DIOS VIVE DE LOS CAYOS PARA ABAJO, cuento por Martha Sepúlveda

 

DIOS VIVE DE LOS CAYOS PARA ABAJO

Cuento por MARTA SEPULVEDA (Colombia)

Aquí, desde donde se ve el bosque sin la nariz pegada al árbol, se da uno cuenta de lo que tenemos en nuestros países “tercermundistas” aunque suene el término un poco arcaico. Nadie por debajo de los cayos de la Florida tiene un trabajo seguro, todos vivimos con el santo en la boca, en busca de la oportunidad de construir un futuro para nuestros hijos, a cambio de eso, obtenemos sonrisas ambiguas detrás de los escritorios en las oficinas de empleo, mensajes de “lo llamaremos en caso de que se ofrezca algo” y un millón de perlas parecidas.

Pero ¿quién dijo que eso nos ha robado la capacidad del gozo latino? Esa posibilidad que el realismo mágico reivindicó para nosotros, de convertir la mierda en abono orgánico y hacer de nuestra tierra hipotecada en dólares, un paraíso portátil que trasladamos a donde la noche y las inclementes condiciones nos lleven. Aquí en Miami, la herencia protestante de los americanos de que el cielo se logra por méritos laborales, se cuela sigilosamente entre todos sus habitantes sean de donde sean; todo mundo olvida su memoria genética y pelea por los recibos de la estación de servicio, de los supermercados, de los pagos al seguro médico y de los restaurantes a donde van una vez por semana -si no están exhaustos-, a ventilar su nostalgia y a olvidarse de los problemas del trabajo. No hay nada gratis, pagas tax por el derecho a comprar el mercado, a tener una casa, a conservar un trabajo o una pareja que se ajuste a la disciplina de producir para merecer el aire que respiras. Pero la plática se ve, puede que se la roben, pero algo dejan para mantener las calles pavimentadas, la justicia funcionando cuando el delincuente no es famoso o millonario, los hospitales con dotaciones dignas y medicinas disponibles, aunque te atiendan cuatro horas después de la cita.

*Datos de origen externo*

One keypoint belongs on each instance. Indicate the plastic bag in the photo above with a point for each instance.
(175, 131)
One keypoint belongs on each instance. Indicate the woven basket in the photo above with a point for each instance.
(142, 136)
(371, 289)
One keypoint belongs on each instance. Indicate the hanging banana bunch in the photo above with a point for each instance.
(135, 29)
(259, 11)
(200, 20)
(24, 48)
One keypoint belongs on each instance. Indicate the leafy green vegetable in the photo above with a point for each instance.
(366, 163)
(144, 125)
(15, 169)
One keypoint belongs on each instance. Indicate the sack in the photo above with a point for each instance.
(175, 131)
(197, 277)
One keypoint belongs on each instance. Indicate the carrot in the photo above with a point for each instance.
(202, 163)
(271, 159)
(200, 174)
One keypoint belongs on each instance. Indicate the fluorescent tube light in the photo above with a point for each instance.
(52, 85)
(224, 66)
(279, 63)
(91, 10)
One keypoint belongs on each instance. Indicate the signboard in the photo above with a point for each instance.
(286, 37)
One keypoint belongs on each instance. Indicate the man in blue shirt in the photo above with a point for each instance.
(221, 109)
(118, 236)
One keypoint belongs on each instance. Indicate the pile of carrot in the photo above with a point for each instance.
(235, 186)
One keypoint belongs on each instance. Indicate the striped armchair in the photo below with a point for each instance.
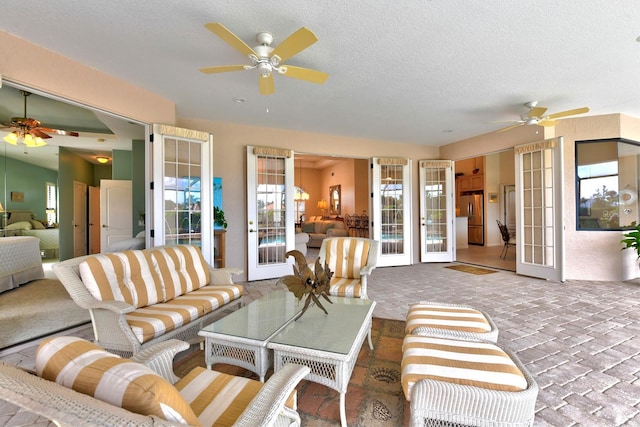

Todo es posible en esta tierra del sueño americano. Todos tienen carro, celular y DVD, pero no lo disfrutan, “time is money”; construyen piscinas en los patios de sus casas y sólo las usan para servir de escenario al show de asar hamburguesas cuando invitan a los vecinos. Si tienes una emergencia médica, amorosa o de cualquier tipo, te vas para el otro mundo sin avisar, desangrado, deprimido o borracho, nadie contesta el teléfono, no está permitido responder llamadas personales en horas laborales y después de ellas, se volvió costumbre. Las ancianas se mueren frente a sus televisores, han venido a esta tierra sureña del norte, a morir como los elefantes, lejos de sus familias pues nadie quiere un estrobo en su casa y las encuentran ocho días después, cuando un vecino reporta un extraño olor en el apartamento de al lado.

En cualquier domicilio de nuestras patrias bobas, ya no hay millonarios, hasta los nuestros se vinieron a vivir aquí, ni empleados de veinte años de antigüedad, pero siempre una puerta abierta, un café, un mate o un abrazo para el que lo necesite; y Dios en contraprestación hace sus milagros a manos llenas. No hay empleo, pero si vas a comprar un tiquete aéreo, no hay cupo, ya todo está reservado; los hoteles nacionales están que revientan en alta temporada. Si buscas un carro para reemplazar el que tienes en primer lugar, ya no te dan ni la mitad de lo que te costó hace un par de años, y no hay para entrega inmediata, todos están vendidos; si construyen un edificio frente a tu casa, el valor del metro cuadrado es diez veces mayor que lo que pagaste por el tuyo, pero ya no hay disponibles.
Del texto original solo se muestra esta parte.